Practical approaches normally accept some kind of compromise to this purest form (eg. DV would combine multiple attributes within a single Satellite).   But they still benefit from major advantages of higher normalization:

+Model much more Resilient to changes in the outside world of the EDW (able to non-destructively evolve the model)
+Model are Historization-Ready making all attributes potentially temporal (possible by design)
+Model limits data redundancy even for temporal and time-variant data
+Model can support more performant Zero Update strategy
+Model results in the elimination of NULL and support early arriving facts (entity loaded only depend on an Identity

 


Delivery or Presentation Layer

Layer Definition
This layer provides the Business view and/or Departmental view (different version of the truth) of the data.   It is accompanied with Reporting tool and any Data Analytics platform used by business people inside the organisation.

Delivery-Layer –Functional Role

  • Support complex business rules implementation
  • Provide flexibility to change data transformation rules
  • Offer a sensible view to the business community of all organization’s operations and processes
  • Offer a cleansed and standardized view of the often messy operational data
  • Provide support decision-making tools and platforms
  • Provides data to allow for more advanced analytical and mining activities

Delivery Layer -Design Criteria

  • Favor simple and easily communicable data model
    • Employ recognized Methodology such as dimensional and star-schema
  • Favor easy Data Reading over hard Data Loading (compromise to pay)
    • Must be Fast and Easy to query data
    • May be Hard and Messy to load data
  • Accept gracefully new Hierarchies, Grouping or other Business provided-info
  • Fully support multiple “version” of the data (departmental or organizational view )
  • Accept gracefully business rules changes (can be frequent)
    • At best, every business change should simply mean to re-construct the Virtualized layer (no re-loading necessary)
    • At worst, every business change should only affect very “localized” data loading jobs
  • Favor Communication of data model tied to Business terms and meaning
    • Data model easily understood and accepted and by “new” business eyes
  • Implementation more dependent on Vendor tools:  follows platform features, choice and characteristics


Martin

6 comments:

Unknown said...

Great Post.

I personally try to distinguish between *logistical* layers (staging,EDW, Dimensional Store) and *logical abstraction* layers: Central EDW, Access/Data Mart Layers).

IMO The Rule (Vault) is not a layer in either sense, more of an *area* inside the central EDW.

Realize that all data entities can store both base and derived data (both over time and at the same time). This does not have to interfere with aspects like auditability/tracability and flexibility.

Martin Ouellet said...

Thanks Martijn.

I agree that "The Rule" is not be a layer per se...

However favoring highly normalized model in central EDW would lead to highly decomposed entities, so not sure it should hold both base and derived data?

Unknown said...

Ít is a good thing to store derived data/calculations as atomic as possible, this makes it more managable.
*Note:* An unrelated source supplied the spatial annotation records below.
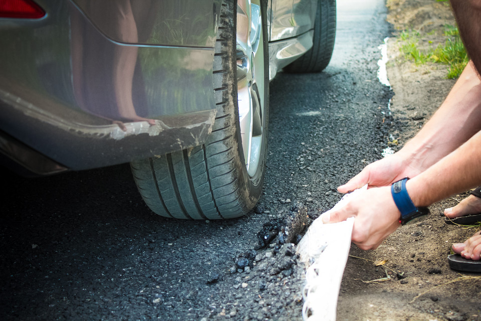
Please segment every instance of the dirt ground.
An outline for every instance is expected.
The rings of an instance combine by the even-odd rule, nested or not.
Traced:
[[[391,133],[399,141],[393,148],[397,150],[429,119],[454,82],[445,78],[445,65],[407,61],[399,50],[400,32],[418,31],[420,47],[435,47],[445,41],[444,25],[455,23],[446,2],[388,0],[387,6],[388,21],[394,30],[394,37],[388,41],[387,71],[395,93]],[[446,258],[452,243],[463,242],[476,229],[448,225],[440,217],[444,208],[467,195],[434,204],[428,219],[401,227],[375,250],[363,251],[353,245],[338,319],[481,320],[481,279],[459,279],[461,275],[449,268]],[[378,260],[387,263],[375,266],[373,261]]]

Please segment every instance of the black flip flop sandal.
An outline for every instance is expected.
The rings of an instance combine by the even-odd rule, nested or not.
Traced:
[[[444,217],[444,222],[447,224],[458,225],[470,225],[477,224],[481,222],[481,214],[473,214],[472,215],[464,215],[459,217],[450,219],[446,217],[444,214],[441,212],[441,216]]]
[[[459,254],[451,254],[447,257],[449,267],[456,271],[481,273],[481,261],[473,261],[462,257]]]

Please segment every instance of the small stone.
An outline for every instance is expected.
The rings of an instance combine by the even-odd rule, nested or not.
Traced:
[[[262,280],[259,281],[259,289],[260,290],[263,291],[266,289],[266,287],[267,287],[267,284],[265,281]]]
[[[441,272],[440,269],[437,268],[432,268],[429,269],[429,270],[427,271],[430,274],[440,274]]]
[[[219,273],[216,272],[211,272],[209,273],[209,277],[207,279],[207,284],[211,284],[217,283],[219,280]]]
[[[237,267],[239,269],[243,269],[249,265],[249,260],[245,257],[241,257],[235,262]]]
[[[283,270],[281,272],[282,275],[284,276],[289,276],[292,274],[292,269],[289,269],[288,270]]]

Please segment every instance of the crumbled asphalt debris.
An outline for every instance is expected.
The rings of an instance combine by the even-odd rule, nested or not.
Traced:
[[[262,228],[257,233],[258,240],[259,241],[259,249],[268,246],[271,242],[274,240],[279,231],[281,226],[284,225],[285,221],[283,219],[272,220],[264,224]]]
[[[306,227],[309,217],[307,209],[302,203],[297,203],[290,209],[286,217],[285,226],[279,231],[279,243],[294,243]]]
[[[266,247],[278,237],[277,243],[284,244],[298,242],[299,236],[305,228],[308,220],[307,209],[302,203],[296,202],[284,217],[274,219],[265,223],[257,233],[258,249]]]
[[[429,271],[427,271],[427,273],[429,274],[440,274],[442,272],[441,271],[441,269],[433,267],[429,269]]]

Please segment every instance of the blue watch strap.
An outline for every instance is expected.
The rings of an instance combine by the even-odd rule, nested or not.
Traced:
[[[391,186],[391,194],[394,200],[396,206],[401,212],[401,217],[417,210],[417,208],[414,206],[411,198],[407,194],[406,189],[406,182],[408,180],[407,178],[403,179],[394,183]]]

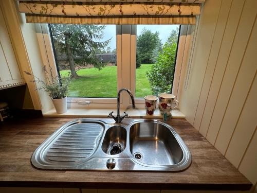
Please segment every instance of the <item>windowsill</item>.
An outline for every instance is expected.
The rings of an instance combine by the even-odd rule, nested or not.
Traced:
[[[113,109],[82,109],[82,108],[71,108],[68,109],[66,113],[62,114],[56,113],[54,109],[47,112],[43,114],[45,117],[102,117],[106,118],[109,113],[114,111],[116,115],[117,110]],[[123,114],[124,110],[120,110],[120,112]],[[159,109],[156,109],[153,115],[147,115],[145,114],[145,110],[144,109],[128,109],[126,112],[131,118],[162,118],[160,114]],[[183,118],[185,115],[179,110],[172,110],[172,117],[173,118]]]

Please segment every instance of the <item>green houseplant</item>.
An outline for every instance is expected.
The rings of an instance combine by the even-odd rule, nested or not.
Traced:
[[[61,79],[60,76],[54,75],[51,67],[50,72],[46,69],[45,66],[44,66],[43,69],[46,73],[46,81],[39,78],[28,72],[24,71],[24,72],[28,75],[33,77],[34,80],[31,81],[36,82],[39,84],[36,89],[37,90],[43,89],[45,92],[48,93],[57,113],[64,113],[67,111],[67,94],[70,81],[70,76],[69,75],[67,77]]]

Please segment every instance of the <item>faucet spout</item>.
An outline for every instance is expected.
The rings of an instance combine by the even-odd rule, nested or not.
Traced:
[[[125,117],[127,117],[128,116],[127,114],[125,112],[124,112],[124,115],[123,116],[121,116],[120,115],[120,93],[123,91],[126,91],[127,92],[127,93],[128,93],[131,98],[131,100],[132,101],[132,107],[133,109],[136,108],[136,106],[135,104],[135,99],[131,92],[129,90],[126,89],[121,89],[121,90],[120,90],[118,92],[118,95],[117,97],[117,116],[115,117],[115,116],[113,115],[113,111],[110,113],[109,114],[109,115],[108,116],[108,117],[112,117],[114,119],[114,120],[115,120],[115,122],[116,124],[119,124],[121,122],[122,120],[123,120]]]

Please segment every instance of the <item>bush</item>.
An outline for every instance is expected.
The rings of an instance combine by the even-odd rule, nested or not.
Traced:
[[[153,94],[170,93],[173,82],[177,43],[166,42],[157,61],[146,72]]]
[[[141,61],[138,57],[138,54],[137,54],[137,55],[136,56],[136,68],[139,68],[141,66]]]

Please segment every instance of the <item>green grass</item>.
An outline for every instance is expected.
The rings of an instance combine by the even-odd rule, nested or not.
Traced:
[[[136,97],[144,97],[151,94],[146,72],[152,64],[142,64],[136,69]],[[62,77],[69,72],[60,72]],[[71,80],[69,85],[69,97],[116,97],[117,67],[106,66],[101,71],[91,68],[82,69],[77,72],[79,78]]]

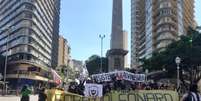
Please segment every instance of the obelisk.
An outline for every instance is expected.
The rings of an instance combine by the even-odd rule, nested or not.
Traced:
[[[122,0],[113,0],[112,10],[112,34],[110,50],[107,51],[109,71],[124,69],[124,56],[128,53],[124,50],[123,37],[123,12]]]

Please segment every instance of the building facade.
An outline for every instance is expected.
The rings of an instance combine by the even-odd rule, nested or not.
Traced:
[[[69,65],[70,62],[70,46],[68,41],[60,36],[58,48],[58,66]]]
[[[128,32],[127,31],[123,31],[123,49],[128,50]],[[124,57],[124,67],[125,68],[130,67],[128,65],[128,54],[126,54]]]
[[[131,0],[131,67],[195,27],[194,0]]]
[[[0,0],[0,54],[8,56],[7,80],[48,81],[48,68],[57,66],[59,15],[60,0]]]

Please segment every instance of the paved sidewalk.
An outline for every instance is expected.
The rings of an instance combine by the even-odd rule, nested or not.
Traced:
[[[20,101],[20,96],[0,96],[0,101]],[[30,101],[38,101],[38,95],[31,95]]]

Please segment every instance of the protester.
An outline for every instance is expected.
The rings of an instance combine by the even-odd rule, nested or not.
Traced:
[[[38,101],[46,101],[47,95],[45,94],[45,88],[42,88],[38,95]]]
[[[28,89],[28,86],[23,86],[21,90],[21,100],[20,101],[29,101],[29,95],[31,94],[31,90]]]
[[[201,95],[198,92],[197,84],[190,86],[189,92],[184,94],[181,101],[201,101]]]

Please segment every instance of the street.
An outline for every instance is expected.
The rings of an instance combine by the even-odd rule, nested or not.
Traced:
[[[20,96],[0,96],[0,101],[20,101]],[[31,95],[30,101],[38,101],[38,95]]]

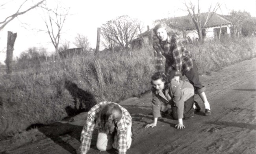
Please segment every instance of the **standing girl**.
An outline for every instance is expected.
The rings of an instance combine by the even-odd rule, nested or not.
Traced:
[[[155,66],[158,72],[165,72],[170,79],[178,83],[180,76],[185,75],[203,101],[205,116],[211,114],[210,104],[204,91],[205,87],[199,81],[197,67],[189,51],[186,50],[171,28],[164,23],[159,24],[153,29],[153,47]],[[163,56],[165,58],[164,72]]]
[[[94,106],[88,112],[81,136],[81,153],[90,148],[95,124],[98,126],[96,146],[100,151],[113,148],[125,154],[132,143],[132,117],[127,110],[115,103],[105,101]]]

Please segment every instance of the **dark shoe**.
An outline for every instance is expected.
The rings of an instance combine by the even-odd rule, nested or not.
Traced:
[[[210,110],[209,109],[205,109],[205,116],[210,116],[211,114],[211,110]]]
[[[162,111],[160,112],[160,114],[161,114],[161,116],[163,117],[165,117],[166,116],[166,115],[168,114],[168,113],[169,113],[169,112],[168,112],[168,110],[167,110],[166,111],[165,111],[164,112],[163,112]]]
[[[189,119],[192,118],[193,117],[194,117],[194,116],[191,116],[189,117],[184,117],[184,118],[183,118],[183,119],[184,119],[184,120],[187,120],[187,119]]]
[[[195,105],[196,106],[196,108],[195,109],[196,112],[200,112],[200,111],[201,110],[201,108],[200,107],[199,105],[198,104],[197,102],[195,101],[194,101],[194,104],[195,104]]]

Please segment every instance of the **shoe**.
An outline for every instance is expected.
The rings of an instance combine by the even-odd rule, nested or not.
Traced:
[[[201,108],[200,107],[200,106],[198,104],[198,103],[197,102],[195,101],[194,101],[194,104],[195,104],[195,105],[196,106],[196,108],[195,109],[195,110],[197,112],[199,112],[201,110]]]
[[[160,112],[160,114],[161,114],[162,117],[165,117],[166,116],[166,115],[168,114],[168,112],[169,112],[168,110],[166,110],[166,111],[165,111],[164,112],[162,111],[161,111]]]
[[[210,116],[211,114],[211,110],[208,109],[205,109],[205,116]]]

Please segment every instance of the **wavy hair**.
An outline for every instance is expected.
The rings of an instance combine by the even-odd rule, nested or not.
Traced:
[[[167,34],[169,36],[171,36],[174,35],[176,35],[177,33],[175,33],[173,29],[171,28],[165,23],[161,23],[156,25],[155,27],[153,29],[153,33],[152,33],[152,38],[153,42],[160,42],[160,40],[158,38],[156,35],[156,32],[159,29],[165,28],[165,29],[167,32]]]
[[[116,123],[122,117],[122,112],[118,105],[110,103],[104,106],[97,119],[99,130],[106,134],[112,133],[115,130]]]
[[[161,79],[162,81],[165,82],[165,87],[164,89],[168,87],[168,85],[170,84],[171,81],[169,78],[163,73],[156,72],[151,77],[151,84],[153,85],[153,81],[155,81],[158,79]],[[154,89],[154,87],[152,86]]]

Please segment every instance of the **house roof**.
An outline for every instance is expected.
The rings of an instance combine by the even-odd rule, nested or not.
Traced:
[[[204,24],[207,16],[208,13],[201,13],[201,23]],[[169,19],[163,19],[156,20],[156,22],[165,22],[170,27],[179,29],[181,30],[189,30],[196,29],[195,24],[189,15],[171,18]],[[230,22],[225,20],[221,15],[213,13],[210,18],[206,27],[214,27],[221,25],[226,25]]]

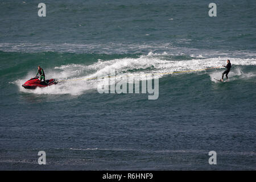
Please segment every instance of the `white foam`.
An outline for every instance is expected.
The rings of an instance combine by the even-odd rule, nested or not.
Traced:
[[[55,78],[61,80],[57,85],[51,85],[44,88],[38,88],[34,90],[24,89],[21,85],[30,78],[32,72],[31,72],[22,80],[15,81],[21,92],[30,92],[35,94],[79,95],[90,89],[96,89],[100,84],[108,84],[105,79],[88,80],[92,78],[101,78],[108,76],[110,70],[116,71],[116,81],[123,79],[128,75],[135,80],[147,79],[148,73],[170,73],[175,71],[198,70],[205,68],[220,67],[226,64],[228,57],[213,57],[209,59],[193,59],[189,60],[170,60],[165,59],[170,55],[166,52],[162,54],[150,52],[147,55],[143,55],[138,58],[123,58],[103,61],[99,60],[97,62],[89,65],[83,64],[70,64],[56,67],[53,69],[47,70],[47,78]],[[233,58],[230,59],[233,68],[229,77],[235,75],[242,76],[255,76],[255,73],[249,75],[241,72],[236,66],[255,65],[256,59]],[[213,77],[220,78],[224,69],[211,72],[211,80],[215,81]],[[218,71],[220,70],[220,71]],[[158,77],[163,75],[156,75]]]

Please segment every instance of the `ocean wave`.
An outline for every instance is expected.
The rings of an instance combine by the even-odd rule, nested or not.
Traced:
[[[201,71],[204,69],[217,68],[225,64],[225,60],[229,59],[228,57],[198,59],[185,56],[190,58],[184,60],[183,55],[177,56],[177,57],[174,57],[173,56],[173,54],[166,52],[150,52],[137,58],[125,57],[108,61],[98,59],[97,62],[89,65],[68,64],[47,70],[48,78],[55,78],[60,81],[57,85],[44,88],[38,88],[34,90],[23,88],[21,85],[31,77],[32,72],[30,72],[23,78],[16,80],[15,84],[19,86],[20,91],[23,92],[80,95],[86,90],[96,89],[100,85],[109,84],[108,80],[95,78],[106,78],[113,70],[115,71],[115,78],[109,79],[115,79],[115,82],[125,79],[127,76],[134,80],[142,80],[148,78],[147,74],[155,74],[155,77],[161,78],[166,73],[171,74],[175,72],[188,71],[188,73],[191,73]],[[239,75],[236,68],[238,66],[256,65],[256,59],[254,58],[233,58],[230,60],[234,67],[229,75],[231,77]],[[216,71],[210,74],[212,81],[213,81],[213,77],[221,75],[223,70],[217,71],[219,68],[216,68]],[[249,77],[255,76],[254,73],[250,74],[242,75],[242,76],[247,75]]]

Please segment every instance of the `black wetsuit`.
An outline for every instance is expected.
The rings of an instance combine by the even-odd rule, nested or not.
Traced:
[[[225,71],[225,72],[224,72],[222,73],[222,79],[223,79],[223,77],[224,76],[224,75],[226,74],[226,77],[227,79],[229,78],[229,77],[228,77],[228,75],[229,74],[229,72],[230,71],[230,69],[231,69],[231,63],[229,63],[226,64],[226,65],[224,66],[225,68],[226,68],[226,69]]]

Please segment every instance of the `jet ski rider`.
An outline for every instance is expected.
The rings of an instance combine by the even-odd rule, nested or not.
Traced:
[[[39,77],[39,79],[40,80],[40,81],[42,81],[42,80],[43,79],[44,81],[46,82],[46,84],[47,85],[48,85],[47,82],[46,81],[46,75],[44,75],[44,69],[43,68],[41,68],[41,67],[40,66],[38,66],[38,73],[36,73],[36,77],[38,76],[38,73],[39,73],[40,77]]]

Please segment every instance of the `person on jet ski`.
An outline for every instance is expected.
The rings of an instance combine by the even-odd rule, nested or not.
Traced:
[[[38,66],[38,73],[36,73],[36,76],[37,76],[39,73],[40,75],[40,77],[39,78],[40,81],[42,81],[42,79],[44,80],[44,81],[47,85],[48,84],[46,81],[46,75],[44,75],[44,69],[43,68],[41,68],[41,67],[40,66]]]

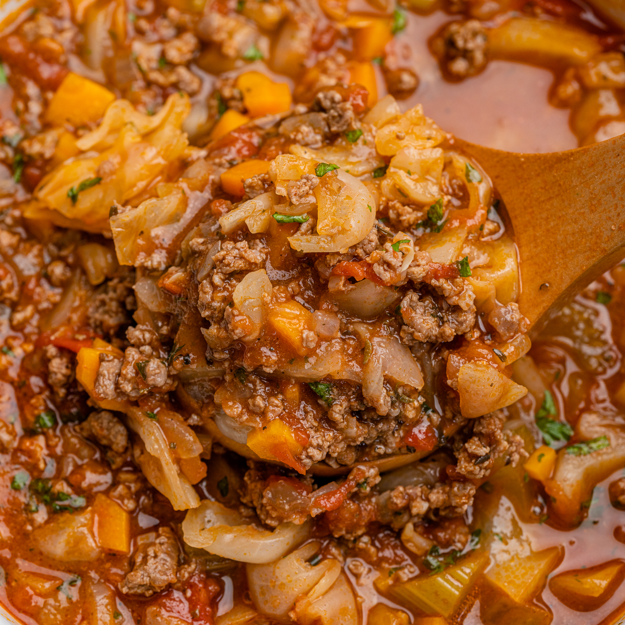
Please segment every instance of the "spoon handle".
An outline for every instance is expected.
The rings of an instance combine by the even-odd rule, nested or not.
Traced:
[[[625,256],[625,134],[550,154],[453,141],[501,196],[519,249],[519,306],[536,334]]]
IMO the central layer sees any business rule/derivation just as another (very small) data source, that happens to get its data from the raw vault and process it first instead of being external.

Tobias Maasland said...
This comment has been removed by the author.
Tobias Maasland said...

Hey Martin,

I think your post is very helpful from an architectorial point of view. Especially talking about those layers, this article is still "fresh" today. Also, it helps to read this to get a general abstract idea of modelling a DWH.

When I wrote about some misconceptions about Star Schemas being perceived as Data Warehouses, I referred to this post for clarification: https://www.tobiasmaasland.de/2016/08/24/why-your-data-warehouse-is-not-a-data-warehouse/

Martin Ouellet said...

Thanks Tobias,
Yes I wrote this post out of frustrations after seeing too many DW implementations having a "missing" integration layer (or persistant ... or what ever else you want to call it), and all the (avoidable) difficulties it generates!